I read a great post from Seth Godin this morning and it highlights this principle all the more.  He's talking about books and publishing.  I'm talking about church-planting.  It works for either one.  You can read Seth's blog here.

In a nutshell, here's what I did.  I bought into the notion that a big church launch is the biggest key to a successful church.  That a big launch would allow me to bypass a stage or two of development in my church, thus catapulting my new church to higher levels of effectiveness much more quickly.  That sounds great.  And it has been the case for some churches.  There are some very notable cases where this happened, but even in those cases, the launch was not the whole story.  It wasn't even the real story.  The real stories in most of those cases, was that the pastor of those churches was a world-class leader from day one.  Or that his idea of how church should look was brand new to that community.  Or that God just did a serious move in that instance for whatever reason He saw fit.  If it's one of the churches you read about in the church-planting books, it was probably all three.  There's nothing wrong with all that.  But we have to face that this is the exception, not the rule.  

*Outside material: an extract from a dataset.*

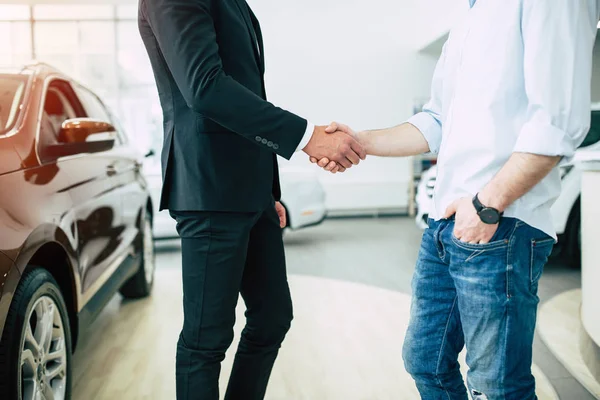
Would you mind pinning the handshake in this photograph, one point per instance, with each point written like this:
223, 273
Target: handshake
335, 148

I did not face that.  I thought that it was the launch.  So I built as many strategic partnerships as I could and raised all the money I could and did all the marketing and build up my team and I knew how to do.  In short, we launched a church that required about $10K-$12K per month to run but we only had a plan to sustain that for about six months.  The "plan" was, launch as large as we can and hope that it takes off quickly enough to sustain what we started with.   Can you guess what happened?  Sure.  The wheels fell off, financially, after about six months.  Less than a year in, we were changing locations, changing over to all-volunteer staff and having to face reality.

Before my wife and I got married, a prof at my college (He and his wife were doing pre-marriage counseling with Sara and I) said this to us, "If you live like you're in college while you're in college, then when you get out of college you can live like an adult."  If you don't get that, what it means is that if you live within your means at one stage of life, you will have the freedom to move on to the next stage when it comes.

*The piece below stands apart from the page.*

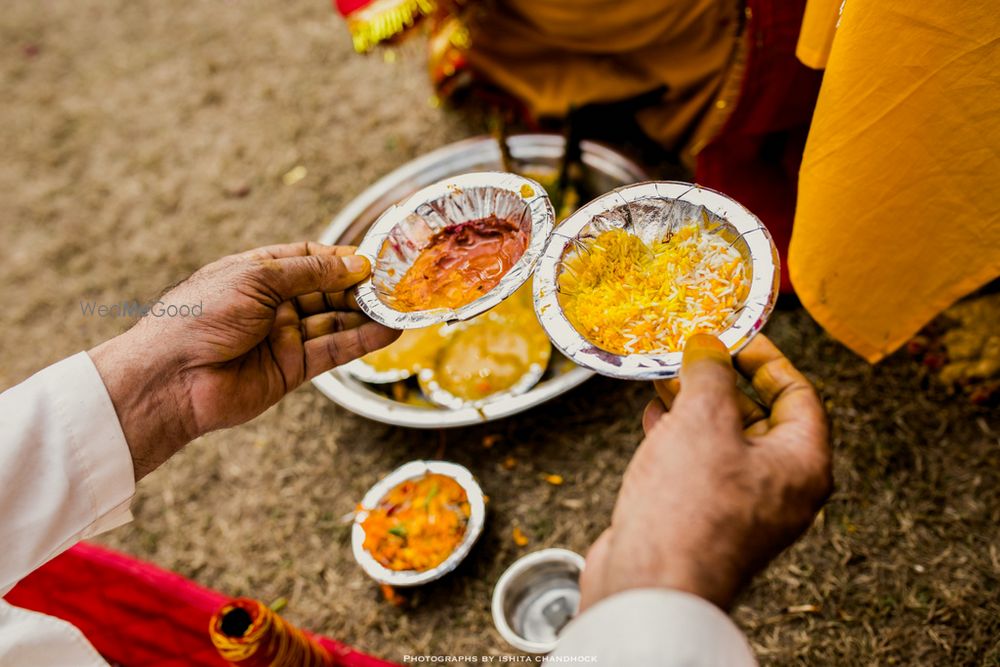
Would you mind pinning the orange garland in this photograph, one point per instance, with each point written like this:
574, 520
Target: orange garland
249, 634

I lead our church to act like we were much bigger and much more mature than we really were in the early days.  This was unwise for a number of reasons.  I already hit the financial reasons, but it also was unwise from a mission and maturity perspective. It is a good thing to work through the developmental stages, not skip them.  It is a good thing to face reality and embrace it.  In my opinion, you ought not build a grand launch plan, scramble around til you find someone who will front the money to pay for it and then call that faith.  That's what I did.

I hope you don't do that.  Find someone who will coach you through a more realistic and sustainable plan.  If you can't find anyone who will, I will.  An unsustainable plan is not a plan.